In the same book, Vassilios N. Karavas and Stavros Siokos collaborated on an article on “The Hedge Fund Indices Universe.” They say that there are now 12 sets of hedge fund indexes, each of which captures the hedge fund market in a different way. Biases can arise from survivorship, selection, reporting, evaluation or availability, from a focus on the construction of investable products out of a given index, from classification inconsistencies or from weighting schemes. “As the hedge fund market matures with the continuous acceptance by more and more individuals and institutional investors, indices will become more sophisticated and will adapt and capture investors’ concerns and preferences.”
Finally, the Gregoriou School believes firmly in survivorship studies–i.e. the study of how long a particular hedge fund is likely to last given its investment style, leverage, quantity of assets under management, monthly returns, minimum purchase, redemption period and management/performance fees. In general, funds of funds outlast their underlying funds; larger hedge funds outlast smaller; less-leveraged funds survive the more-leveraged.

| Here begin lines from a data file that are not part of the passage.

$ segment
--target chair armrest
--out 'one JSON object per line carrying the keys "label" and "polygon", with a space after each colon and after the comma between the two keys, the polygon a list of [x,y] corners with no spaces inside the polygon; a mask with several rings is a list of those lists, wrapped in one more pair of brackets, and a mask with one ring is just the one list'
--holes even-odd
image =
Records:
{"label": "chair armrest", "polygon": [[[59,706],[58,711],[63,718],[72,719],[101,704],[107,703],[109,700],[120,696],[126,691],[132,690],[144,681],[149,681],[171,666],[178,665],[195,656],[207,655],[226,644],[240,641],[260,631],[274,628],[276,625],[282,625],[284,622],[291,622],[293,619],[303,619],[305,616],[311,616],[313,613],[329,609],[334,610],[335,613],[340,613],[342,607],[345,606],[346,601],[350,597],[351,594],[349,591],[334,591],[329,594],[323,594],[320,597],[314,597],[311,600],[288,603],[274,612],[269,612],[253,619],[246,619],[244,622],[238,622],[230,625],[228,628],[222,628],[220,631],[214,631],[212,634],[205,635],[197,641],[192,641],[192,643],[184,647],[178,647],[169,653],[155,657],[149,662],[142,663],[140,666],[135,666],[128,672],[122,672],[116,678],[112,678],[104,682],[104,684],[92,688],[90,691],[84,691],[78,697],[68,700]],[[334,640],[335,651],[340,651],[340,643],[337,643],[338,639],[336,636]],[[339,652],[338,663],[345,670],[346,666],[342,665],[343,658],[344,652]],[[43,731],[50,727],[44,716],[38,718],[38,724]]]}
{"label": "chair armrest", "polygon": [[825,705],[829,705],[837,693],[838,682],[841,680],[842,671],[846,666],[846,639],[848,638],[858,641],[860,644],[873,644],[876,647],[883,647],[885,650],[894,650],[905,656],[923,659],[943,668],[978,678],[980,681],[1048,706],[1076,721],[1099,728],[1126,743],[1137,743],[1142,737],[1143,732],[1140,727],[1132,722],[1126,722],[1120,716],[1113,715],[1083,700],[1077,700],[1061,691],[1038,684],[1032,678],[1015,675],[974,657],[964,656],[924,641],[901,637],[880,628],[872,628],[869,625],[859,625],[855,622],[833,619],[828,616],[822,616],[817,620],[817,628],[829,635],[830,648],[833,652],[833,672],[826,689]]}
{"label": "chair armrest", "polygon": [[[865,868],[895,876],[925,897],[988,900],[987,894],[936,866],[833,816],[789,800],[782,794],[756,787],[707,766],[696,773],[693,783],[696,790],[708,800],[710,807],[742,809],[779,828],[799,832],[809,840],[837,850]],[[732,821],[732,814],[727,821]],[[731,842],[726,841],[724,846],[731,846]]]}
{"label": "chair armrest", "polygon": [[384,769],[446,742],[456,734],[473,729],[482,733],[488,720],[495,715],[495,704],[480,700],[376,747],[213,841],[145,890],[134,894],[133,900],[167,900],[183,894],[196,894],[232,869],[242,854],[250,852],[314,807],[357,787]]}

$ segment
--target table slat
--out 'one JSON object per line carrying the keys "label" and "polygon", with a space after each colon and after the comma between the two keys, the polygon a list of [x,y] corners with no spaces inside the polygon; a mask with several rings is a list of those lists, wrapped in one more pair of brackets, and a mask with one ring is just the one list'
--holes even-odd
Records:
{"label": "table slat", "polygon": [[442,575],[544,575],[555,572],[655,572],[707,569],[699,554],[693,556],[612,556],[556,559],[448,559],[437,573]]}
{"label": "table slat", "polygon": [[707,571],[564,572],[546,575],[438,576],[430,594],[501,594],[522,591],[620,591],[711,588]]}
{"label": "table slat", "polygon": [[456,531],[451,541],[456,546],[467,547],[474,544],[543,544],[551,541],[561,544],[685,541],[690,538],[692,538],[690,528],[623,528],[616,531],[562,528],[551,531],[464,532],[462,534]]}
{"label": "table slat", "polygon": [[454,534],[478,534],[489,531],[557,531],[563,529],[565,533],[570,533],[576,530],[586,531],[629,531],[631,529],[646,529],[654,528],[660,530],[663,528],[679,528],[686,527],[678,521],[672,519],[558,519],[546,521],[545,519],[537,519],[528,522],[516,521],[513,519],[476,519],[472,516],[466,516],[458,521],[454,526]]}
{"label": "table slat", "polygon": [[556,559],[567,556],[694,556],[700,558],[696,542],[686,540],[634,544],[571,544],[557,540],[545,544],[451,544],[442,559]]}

Who are the four editors of these two books? Greg Gregoriou is visiting assistant professor of finance in the School of Business and Finance at the State University of New York, Plattsburgh. He’s also hedge fund editor and editorial board member for a peer-reviewed U.K. journal, Derivatives Use, Trading and Regulation. Fabrice Rouah is a doctoral candidate in finance, McGill University, Montreal, Quebec. He also is a former faculty lecturer and consulting statistician in the Department of Mathematics at McGill. Komlan Sedzro is professor of finance at the University of Quebec at Montreal and the director of the applied master’s program in finance there. He’s also an adviser to the Montreal Derivatives Exchange. Vassilios N. Karavas is director of research at Schneeweis Partners, Amherst, Mass. His research focus is on alternative optimization techniques including hedge fund portfolio selection and disequilibrium market models.